Tried something new in my 4th grade Inquiry class this week. The lab, Hot Stuff, focuses on heat and energy, asking the basic question, "What can we do to melt the most ice in 2 minutes?" It can be fun during the data collection and hands-on stages. Handing a kid a film canister (oh, and can I mention that half of them didn't know what it was?) full of ice and saying, "Do whatever you want to this except putting it in your mouth or opening it; get it to melt completely melt in the next 4 minutes," tends to get their attention.
But, that writing portion is still a killer.

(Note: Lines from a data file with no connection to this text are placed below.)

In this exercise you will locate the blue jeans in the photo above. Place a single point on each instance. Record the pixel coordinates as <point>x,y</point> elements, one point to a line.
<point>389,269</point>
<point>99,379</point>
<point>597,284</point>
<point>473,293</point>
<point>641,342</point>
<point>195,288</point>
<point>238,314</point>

I can't do any of the things I really want to do - a serious hands-on experiment every day, an engineering challenge with every lab (this one would be a great time to build solar ovens or just test different materials for insulation), truly self-directed inquiry - because of the time constraints. I need ways to get every student in the world actually excited about writing. Not exactly easy.
So, I needed something that would get them to, energetically, participate in the steps of how to write up a good question, a good hypothesis, and - MOST IMPORTANTLY - a good plan.
I put up an overhead:
I told them these were answers I had read on another class' papers, and asked them if they were good. They quickly identified (since I didn't make it hard) that C was the right answer on both. The first classroom was VERY enthusiastic about this method. I had hands raised from students who hadn't participated at all in the previous 2 days of class. The 2nd and 3rd classrooms were not as excited about it, but there was greater participation then there would have been if I was just talking. Now, they could see and read the wrong answers themselves. They could discuss what made them right or wrong. It took 5 more minutes, but I think that in the first two rooms, it made hypothesis writing go faster than usual.
So, I tried it with the Plan too. Hoping, desperately, to avoid having students tell me that the plan for their experiment is to, "do their experiment," I gave them three examples:
It worked, in two out of three classes. We still didn't have time to finish our experiments - they'll be melting ice tomorrow too - but it was better. I didn't leave it up on the overhead in the first room - they had the talent to do it on their own. They had been impressing me all week (I had to invent an extra experiment to model on Tuesday, they had finished my regular experiment on Monday), and still managed to get to some of the trials today. The second room didn't work as hard, but they'll start the experiment on time tomorrow. The third room... well, no one told me today was their early release day, so we lost 20 minutes of class. And they work a bit slower still. We'll finish tomorrow, somehow. The teacher has offered extra time after lunch tomorrow.